The pharmaceutical giants could be investing significant amounts of money in the kinds of renewable energy and energy-efficiency technology that most companies and sectors can only dream about right now. In other words, the kind of ROI evidence that less profitable, less successful companies say they need in order to truly prioritize climate protection? Big pharma could really be the test case.

Speak up in Congress

Notably, the pharmaceutical sector — which pays big dollars for lobbying support in Washington, D.C., on issues related to healthcare — is conspicuously absent (or obscured) when it comes to advocating for strong legislation to fight climate change. Johnson & Johnson, a member of the U.S. Climate Action Partnership, is an exception, but what if the sector presented a coordinated voice to lawmakers? It’s time to move behind a small and select group of companies willing to speak out on climate change. It’s time for entire sectors to step forward, armed with a compelling narrative about how climate action and energy-efficiency investments have changed their businesses in extraordinarily positive ways.

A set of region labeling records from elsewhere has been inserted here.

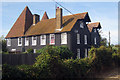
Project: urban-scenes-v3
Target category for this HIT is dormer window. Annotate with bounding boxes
[7,39,11,46]
[50,34,55,45]
[18,38,22,46]
[84,35,87,44]
[94,37,97,44]
[40,35,46,45]
[80,21,84,28]
[61,33,67,44]
[77,34,80,44]
[94,29,96,32]
[25,37,29,46]
[32,36,37,46]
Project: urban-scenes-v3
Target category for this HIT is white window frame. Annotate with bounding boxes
[40,35,46,45]
[7,39,11,46]
[94,37,97,44]
[77,33,80,44]
[77,49,80,59]
[84,35,87,44]
[94,29,97,33]
[32,36,37,46]
[80,21,84,28]
[50,34,55,45]
[61,33,67,44]
[18,37,22,46]
[25,37,29,46]
[33,49,37,53]
[85,49,88,57]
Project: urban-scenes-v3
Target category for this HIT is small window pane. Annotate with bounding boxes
[80,21,84,28]
[18,38,22,46]
[32,36,37,46]
[85,49,88,57]
[61,33,67,44]
[84,35,87,44]
[77,34,80,44]
[40,35,46,45]
[50,34,55,44]
[25,37,29,46]
[77,49,80,59]
[7,39,11,46]
[94,37,97,44]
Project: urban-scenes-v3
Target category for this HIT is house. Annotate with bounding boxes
[6,6,100,58]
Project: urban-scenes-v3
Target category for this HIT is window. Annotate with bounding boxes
[80,21,84,28]
[77,34,80,44]
[85,49,87,57]
[32,36,37,46]
[84,35,87,44]
[94,37,97,44]
[25,37,29,46]
[33,49,36,53]
[61,33,67,44]
[50,34,55,44]
[40,35,46,45]
[94,29,96,32]
[77,49,80,59]
[7,39,11,46]
[18,38,22,46]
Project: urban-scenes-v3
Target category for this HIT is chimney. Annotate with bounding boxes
[33,14,40,25]
[56,7,62,30]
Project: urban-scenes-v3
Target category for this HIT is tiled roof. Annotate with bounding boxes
[87,22,101,32]
[25,12,90,36]
[6,7,90,38]
[41,11,49,20]
[6,6,33,38]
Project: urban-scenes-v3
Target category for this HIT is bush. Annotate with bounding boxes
[89,46,112,71]
[64,58,90,78]
[2,64,25,80]
[112,53,120,66]
[27,49,33,53]
[37,46,73,59]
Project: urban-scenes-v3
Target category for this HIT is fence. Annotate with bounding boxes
[2,53,40,65]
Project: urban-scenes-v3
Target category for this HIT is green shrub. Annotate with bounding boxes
[27,49,33,53]
[2,64,25,80]
[89,46,112,71]
[64,58,90,78]
[112,53,120,66]
[37,46,73,59]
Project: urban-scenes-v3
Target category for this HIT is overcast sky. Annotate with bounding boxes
[0,2,118,44]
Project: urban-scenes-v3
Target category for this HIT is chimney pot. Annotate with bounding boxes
[33,14,40,25]
[56,7,62,29]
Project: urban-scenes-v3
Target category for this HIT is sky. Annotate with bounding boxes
[0,2,118,44]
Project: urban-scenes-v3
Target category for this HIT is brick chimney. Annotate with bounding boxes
[33,14,40,25]
[56,7,62,30]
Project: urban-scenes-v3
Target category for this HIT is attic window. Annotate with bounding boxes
[25,37,29,46]
[84,35,87,44]
[40,35,46,45]
[50,34,55,45]
[94,29,96,32]
[80,21,84,28]
[85,49,88,57]
[77,34,80,44]
[7,39,11,46]
[18,38,22,46]
[77,49,80,59]
[32,36,37,46]
[61,33,67,44]
[94,37,97,44]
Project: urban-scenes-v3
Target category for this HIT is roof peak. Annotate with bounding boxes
[41,11,49,20]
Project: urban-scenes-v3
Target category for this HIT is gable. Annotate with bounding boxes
[6,6,32,38]
[25,12,91,36]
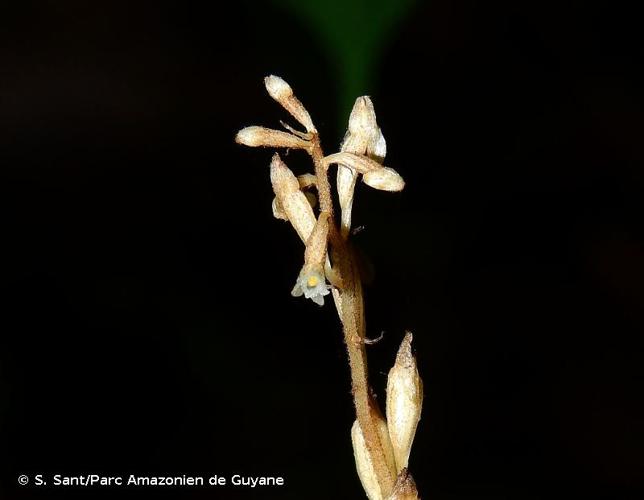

Actually, the overarching question really is, why isn’t the sector demonstrating explicitly that strong, voluntary corporate climate action is consistent with good business? That’s the message the marketplace needs, now more than ever with a possible climate law on the horizon that many have argued wouldn’t in its current form go far enough to address the scientific realities of climate change.

Regardless of their high scores, there is much more that the pharma industry could and should be doing on climate, and that’s true of every company and every major company we’ve scored so far. To be perfectly clear, though, big pharma is better than most industry sectors in embracing corporate climate responsibility. Better, though, is not good enough. If money is what’s needed to address climate change with the kind of technology and logistical improvements worthy of 21st-century, future-friendly companies, then the pharmaceutical companies certainly have it to spend. Whether they will show they’re serious about being climate innovators depends on whether we hold them to a standard worthy of the profits they’ve earned in the name of innovating for our health.